A Senegalese woman shows she voted.

A proud Senegalese voter shows that she voted.

Source Associated Press

But in 2012, as Wade went from padding his nest to building a dynasty, the people of Senegal fought back. Fiercely. And without weapons.

Senegal aspires to be a middle-income country and eventually an economic African tiger.

At every turn, the people of Senegal had a response to their big man’s power grab. When Wade first announced he would seek a third term, in defiance of the two-term limit, he was mocked openly in the media. One political cartoon showed him at a cafe, ordering a third cup of coffee while removing a sign reading: “Everyone just two cups.”

When Wade nevertheless persisted with seeking re-election — and attempted to change the constitution to make re-election easier, by lowering the required vote from 50 percent to 25 percent — protests flooded the country. Fueled by Senegal’s youth and deep musical culture (including hip-hop artist Akon), more than 200 organizations joined together in the streets as musician-activists composed rap songs to rally public opinion against Wade. 

When Wade prevailed in the first round of voting with 35 percent, the 12 other candidates rallied around the runner-up, a former geological engineer named Macky Sall. Then, on the day of the runoff, in the most comprehensive election monitoring ever conducted in Africa, observers dispersed to more than 11,000 polling stations across the country, where they text-messaged vote tallies to a secure server to protect against cheating. 
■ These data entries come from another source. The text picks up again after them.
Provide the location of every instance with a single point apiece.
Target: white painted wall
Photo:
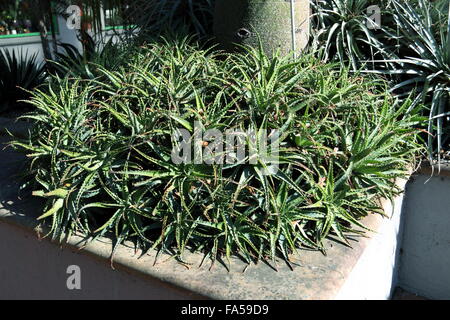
(375, 275)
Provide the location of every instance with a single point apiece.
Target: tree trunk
(243, 21)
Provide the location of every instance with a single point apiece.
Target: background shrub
(19, 72)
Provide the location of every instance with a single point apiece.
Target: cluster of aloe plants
(100, 152)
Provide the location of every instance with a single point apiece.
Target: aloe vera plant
(100, 152)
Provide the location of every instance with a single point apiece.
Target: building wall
(425, 257)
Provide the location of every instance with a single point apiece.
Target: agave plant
(343, 29)
(19, 73)
(423, 63)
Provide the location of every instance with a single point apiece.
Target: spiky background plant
(422, 65)
(19, 72)
(100, 152)
(343, 29)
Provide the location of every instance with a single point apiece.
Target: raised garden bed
(33, 267)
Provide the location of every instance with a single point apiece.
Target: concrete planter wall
(32, 267)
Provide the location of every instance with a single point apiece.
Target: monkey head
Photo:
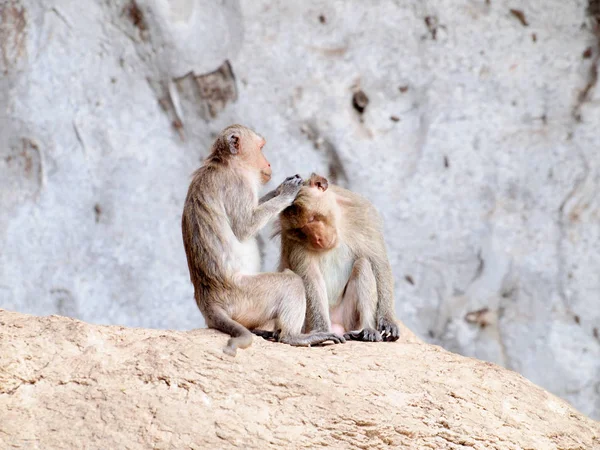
(312, 219)
(245, 145)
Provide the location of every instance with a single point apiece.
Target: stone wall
(478, 143)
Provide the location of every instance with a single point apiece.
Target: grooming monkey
(220, 221)
(333, 239)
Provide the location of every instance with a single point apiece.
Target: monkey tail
(241, 337)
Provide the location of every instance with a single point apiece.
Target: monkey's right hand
(290, 187)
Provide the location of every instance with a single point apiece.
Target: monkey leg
(356, 311)
(279, 296)
(266, 334)
(217, 318)
(292, 314)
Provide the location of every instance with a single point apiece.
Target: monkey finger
(394, 333)
(268, 335)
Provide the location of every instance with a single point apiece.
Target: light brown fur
(221, 217)
(333, 239)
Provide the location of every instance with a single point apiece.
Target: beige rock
(70, 385)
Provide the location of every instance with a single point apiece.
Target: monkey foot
(366, 335)
(389, 330)
(268, 335)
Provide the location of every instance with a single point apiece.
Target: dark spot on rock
(479, 317)
(336, 171)
(432, 26)
(97, 212)
(360, 101)
(593, 9)
(218, 88)
(13, 33)
(66, 304)
(136, 15)
(520, 16)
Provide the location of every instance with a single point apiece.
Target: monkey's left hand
(290, 186)
(389, 329)
(366, 335)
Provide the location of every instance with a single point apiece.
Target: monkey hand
(366, 335)
(389, 329)
(290, 187)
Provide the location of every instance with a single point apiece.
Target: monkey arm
(386, 322)
(268, 196)
(317, 304)
(260, 216)
(385, 287)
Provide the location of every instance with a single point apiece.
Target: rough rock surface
(477, 140)
(70, 385)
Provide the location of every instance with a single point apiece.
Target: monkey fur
(221, 218)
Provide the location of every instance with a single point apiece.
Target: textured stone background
(478, 145)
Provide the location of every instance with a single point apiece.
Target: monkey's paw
(389, 329)
(268, 335)
(366, 335)
(290, 186)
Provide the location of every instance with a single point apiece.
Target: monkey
(333, 239)
(221, 218)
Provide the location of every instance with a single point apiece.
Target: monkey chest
(336, 268)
Senegalese President Macky Sall speaks during an interview at the presidential palace.

Source Joe Penney/Reuters

Now Senegal is attempting to build on that democratic momentum under its new leader. Step one: improved governance. Check. There is not only a recently established ministry for the promotion of good governance, but also a recently dissolved senate, which had been created under Wade and had come to more closely resemble a playpen for his cronies than a legislative instrument. The result: Sall handed Wade a 66 percent to 34 percent thumping, Wade conceded defeat, the Senegalese people celebrated in the streets that night, and then they returned to their normal lives the next day. No violence, no coups, no troops, no vote-rigging — but a major turning point for Senegal and for democracy in Africa. 

Step two involves what Senegal’s new president sees as a prerequisite to significant economic growth: social justice, including fair taxation, universal health coverage and poverty reduction. Macky Sall has proposed no less than “a Senegalese New Deal ,” starting with a cash-transfer program designed to aid the poorest citizens in a country where per capita income is still $2,000 a year and adult literacy hovers around 40 percent.
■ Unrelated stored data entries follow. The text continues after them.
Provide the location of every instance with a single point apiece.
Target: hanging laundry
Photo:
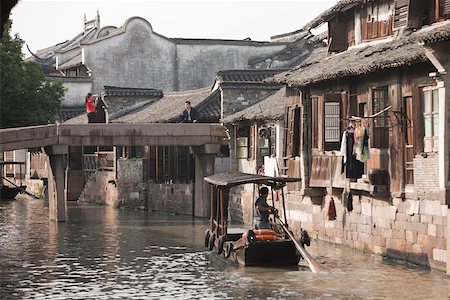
(349, 202)
(353, 167)
(331, 210)
(362, 143)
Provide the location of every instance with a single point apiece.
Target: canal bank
(106, 253)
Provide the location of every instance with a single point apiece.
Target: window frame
(431, 141)
(380, 124)
(336, 100)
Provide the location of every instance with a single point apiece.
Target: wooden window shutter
(296, 133)
(320, 121)
(401, 13)
(332, 119)
(345, 109)
(446, 7)
(290, 137)
(337, 31)
(315, 122)
(251, 142)
(417, 121)
(415, 14)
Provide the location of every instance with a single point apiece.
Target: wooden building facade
(367, 118)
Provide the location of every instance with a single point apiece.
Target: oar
(21, 188)
(313, 265)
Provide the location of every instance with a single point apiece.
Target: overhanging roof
(231, 179)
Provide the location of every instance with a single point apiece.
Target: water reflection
(107, 253)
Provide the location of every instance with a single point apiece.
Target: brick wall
(130, 170)
(426, 174)
(411, 230)
(173, 198)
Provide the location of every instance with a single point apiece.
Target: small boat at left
(8, 189)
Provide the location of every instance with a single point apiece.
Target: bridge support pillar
(57, 192)
(204, 166)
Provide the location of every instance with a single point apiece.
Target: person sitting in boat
(262, 210)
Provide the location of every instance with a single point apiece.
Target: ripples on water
(107, 253)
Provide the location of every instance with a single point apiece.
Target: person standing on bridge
(189, 114)
(90, 108)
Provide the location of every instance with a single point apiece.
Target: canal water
(109, 253)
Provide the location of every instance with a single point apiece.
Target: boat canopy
(231, 179)
(3, 163)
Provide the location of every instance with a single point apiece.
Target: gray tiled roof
(402, 51)
(271, 108)
(168, 108)
(75, 61)
(246, 76)
(329, 13)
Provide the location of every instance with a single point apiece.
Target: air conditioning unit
(264, 132)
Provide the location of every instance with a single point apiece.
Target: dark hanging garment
(349, 202)
(353, 167)
(331, 210)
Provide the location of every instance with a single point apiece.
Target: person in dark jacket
(261, 210)
(189, 114)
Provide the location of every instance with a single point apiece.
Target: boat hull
(7, 192)
(267, 253)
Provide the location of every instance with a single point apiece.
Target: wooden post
(211, 218)
(284, 206)
(222, 222)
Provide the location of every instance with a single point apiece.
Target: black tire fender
(251, 236)
(228, 249)
(206, 238)
(220, 242)
(212, 239)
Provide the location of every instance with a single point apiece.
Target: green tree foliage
(26, 96)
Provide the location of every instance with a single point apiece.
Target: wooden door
(409, 141)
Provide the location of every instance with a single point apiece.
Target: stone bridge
(204, 139)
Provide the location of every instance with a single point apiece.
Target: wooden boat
(8, 189)
(277, 247)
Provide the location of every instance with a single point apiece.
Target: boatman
(262, 210)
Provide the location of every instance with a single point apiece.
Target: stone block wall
(173, 198)
(133, 195)
(411, 230)
(100, 189)
(426, 174)
(130, 170)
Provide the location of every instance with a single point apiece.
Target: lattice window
(431, 119)
(380, 101)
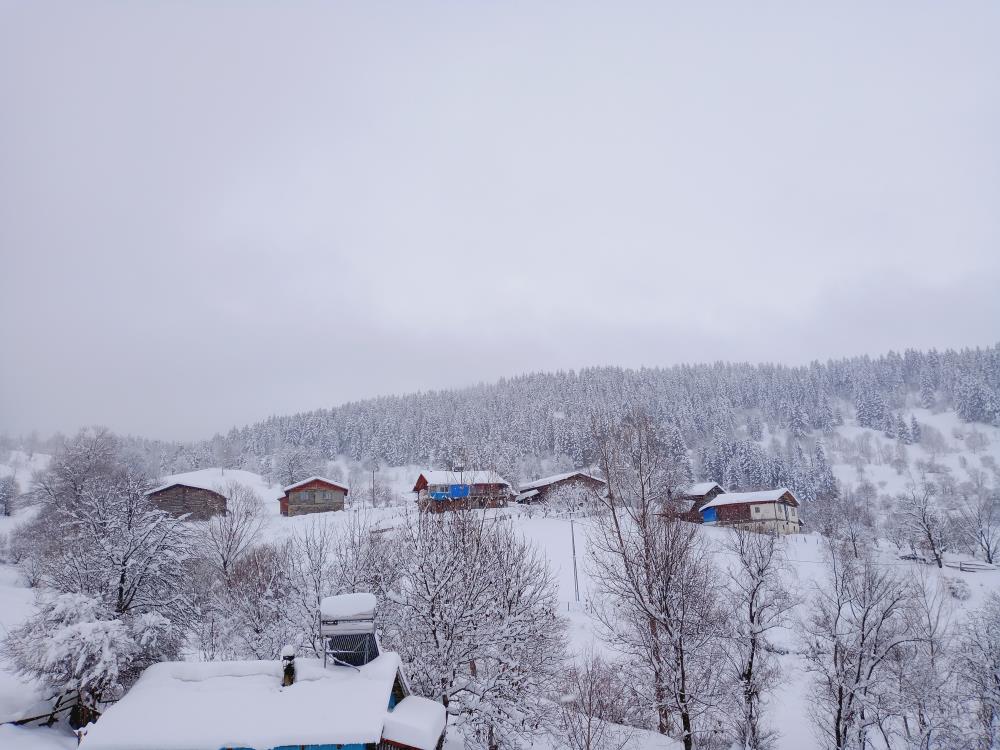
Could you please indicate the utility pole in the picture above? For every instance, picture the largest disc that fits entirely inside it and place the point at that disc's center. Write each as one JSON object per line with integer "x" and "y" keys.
{"x": 576, "y": 580}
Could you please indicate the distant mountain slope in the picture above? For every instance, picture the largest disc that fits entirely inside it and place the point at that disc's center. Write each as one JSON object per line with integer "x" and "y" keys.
{"x": 745, "y": 425}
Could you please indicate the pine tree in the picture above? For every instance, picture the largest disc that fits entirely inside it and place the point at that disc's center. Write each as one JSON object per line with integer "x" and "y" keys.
{"x": 902, "y": 431}
{"x": 927, "y": 397}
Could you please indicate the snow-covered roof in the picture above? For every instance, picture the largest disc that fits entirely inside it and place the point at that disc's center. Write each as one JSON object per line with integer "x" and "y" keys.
{"x": 242, "y": 704}
{"x": 348, "y": 606}
{"x": 737, "y": 498}
{"x": 470, "y": 476}
{"x": 216, "y": 479}
{"x": 702, "y": 488}
{"x": 316, "y": 479}
{"x": 415, "y": 722}
{"x": 545, "y": 481}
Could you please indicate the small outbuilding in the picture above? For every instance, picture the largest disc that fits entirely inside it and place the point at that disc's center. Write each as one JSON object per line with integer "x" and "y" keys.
{"x": 775, "y": 511}
{"x": 460, "y": 489}
{"x": 197, "y": 502}
{"x": 699, "y": 494}
{"x": 312, "y": 495}
{"x": 572, "y": 482}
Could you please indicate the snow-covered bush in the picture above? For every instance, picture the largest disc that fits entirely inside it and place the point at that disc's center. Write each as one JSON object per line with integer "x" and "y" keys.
{"x": 85, "y": 654}
{"x": 115, "y": 569}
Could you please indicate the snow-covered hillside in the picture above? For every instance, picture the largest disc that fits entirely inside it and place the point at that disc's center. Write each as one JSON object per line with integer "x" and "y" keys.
{"x": 856, "y": 454}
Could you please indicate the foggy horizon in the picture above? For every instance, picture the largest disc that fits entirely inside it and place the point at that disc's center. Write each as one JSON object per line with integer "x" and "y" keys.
{"x": 212, "y": 214}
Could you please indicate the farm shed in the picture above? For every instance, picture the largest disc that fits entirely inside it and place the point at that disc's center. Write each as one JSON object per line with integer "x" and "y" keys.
{"x": 312, "y": 495}
{"x": 179, "y": 498}
{"x": 439, "y": 491}
{"x": 767, "y": 510}
{"x": 702, "y": 492}
{"x": 541, "y": 490}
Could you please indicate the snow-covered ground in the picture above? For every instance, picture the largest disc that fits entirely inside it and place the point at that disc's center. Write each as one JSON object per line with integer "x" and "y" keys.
{"x": 555, "y": 536}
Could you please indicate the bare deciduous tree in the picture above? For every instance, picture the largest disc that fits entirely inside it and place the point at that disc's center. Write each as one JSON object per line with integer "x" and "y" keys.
{"x": 658, "y": 600}
{"x": 856, "y": 623}
{"x": 229, "y": 535}
{"x": 979, "y": 667}
{"x": 591, "y": 707}
{"x": 760, "y": 602}
{"x": 922, "y": 516}
{"x": 8, "y": 494}
{"x": 979, "y": 523}
{"x": 475, "y": 619}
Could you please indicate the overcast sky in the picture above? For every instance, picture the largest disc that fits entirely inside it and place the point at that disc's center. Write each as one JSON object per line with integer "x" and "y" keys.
{"x": 213, "y": 212}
Building on the foundation of peace and stability provided by better governance and a more equal society, step three is to grow the Senegalese economy. Slaves, gold and ivory were once the main exports from Senegal’s ports, but today the economy centers on fishing and agriculture.
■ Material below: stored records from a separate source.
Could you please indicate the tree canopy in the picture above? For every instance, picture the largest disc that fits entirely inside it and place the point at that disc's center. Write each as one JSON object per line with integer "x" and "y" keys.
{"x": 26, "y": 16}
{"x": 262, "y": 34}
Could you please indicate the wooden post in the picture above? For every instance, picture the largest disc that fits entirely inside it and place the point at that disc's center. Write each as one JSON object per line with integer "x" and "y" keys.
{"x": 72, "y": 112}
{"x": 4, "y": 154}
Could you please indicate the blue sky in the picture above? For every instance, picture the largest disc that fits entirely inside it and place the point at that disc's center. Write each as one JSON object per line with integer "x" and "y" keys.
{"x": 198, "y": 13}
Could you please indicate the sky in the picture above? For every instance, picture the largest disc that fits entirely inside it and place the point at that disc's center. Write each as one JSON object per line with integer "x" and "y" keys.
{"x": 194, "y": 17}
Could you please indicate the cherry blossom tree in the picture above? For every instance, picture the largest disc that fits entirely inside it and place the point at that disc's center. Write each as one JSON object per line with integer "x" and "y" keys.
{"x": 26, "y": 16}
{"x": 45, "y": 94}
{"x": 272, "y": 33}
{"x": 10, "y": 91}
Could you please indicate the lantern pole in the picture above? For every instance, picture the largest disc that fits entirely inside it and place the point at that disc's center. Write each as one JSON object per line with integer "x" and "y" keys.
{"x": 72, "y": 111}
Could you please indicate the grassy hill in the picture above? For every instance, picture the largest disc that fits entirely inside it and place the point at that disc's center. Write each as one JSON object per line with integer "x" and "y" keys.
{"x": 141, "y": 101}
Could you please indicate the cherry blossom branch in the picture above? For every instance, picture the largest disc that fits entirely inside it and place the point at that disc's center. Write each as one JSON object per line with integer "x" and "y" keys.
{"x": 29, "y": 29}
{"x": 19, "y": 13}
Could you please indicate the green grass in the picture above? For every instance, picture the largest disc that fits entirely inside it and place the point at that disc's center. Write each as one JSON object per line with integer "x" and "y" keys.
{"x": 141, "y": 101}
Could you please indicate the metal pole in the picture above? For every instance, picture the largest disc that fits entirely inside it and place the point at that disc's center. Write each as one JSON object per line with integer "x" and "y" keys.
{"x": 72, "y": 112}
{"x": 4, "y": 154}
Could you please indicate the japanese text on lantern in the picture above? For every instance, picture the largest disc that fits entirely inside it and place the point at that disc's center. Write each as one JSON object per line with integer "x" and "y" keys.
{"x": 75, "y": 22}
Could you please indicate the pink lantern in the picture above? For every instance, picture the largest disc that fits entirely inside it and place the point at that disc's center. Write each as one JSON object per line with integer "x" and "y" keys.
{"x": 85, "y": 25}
Having entered iron, gold and zircon mining contracts with foreign companies, Senegal hopes to expand and diversify its economy and create an environment that is more attractive to foreign investors. According to President Sall, “Senegal aspires to be a middle-income country” and eventually an economic “African tiger.” 

That’s ambitious, to be sure, but Senegal has the process and institutions in place to make big dreams possible. A Senegalese proverb says, “It is better to walk fast than to grow angry at the forest.” If Senegal can keep its stride, it could be the pacesetter that transforms the entire continent into an African tiger.

* The original version of this story incorrectly cited 2010 population figures for Senegal. The population of the country as of 2012 stands at 13.73 million. – Ed.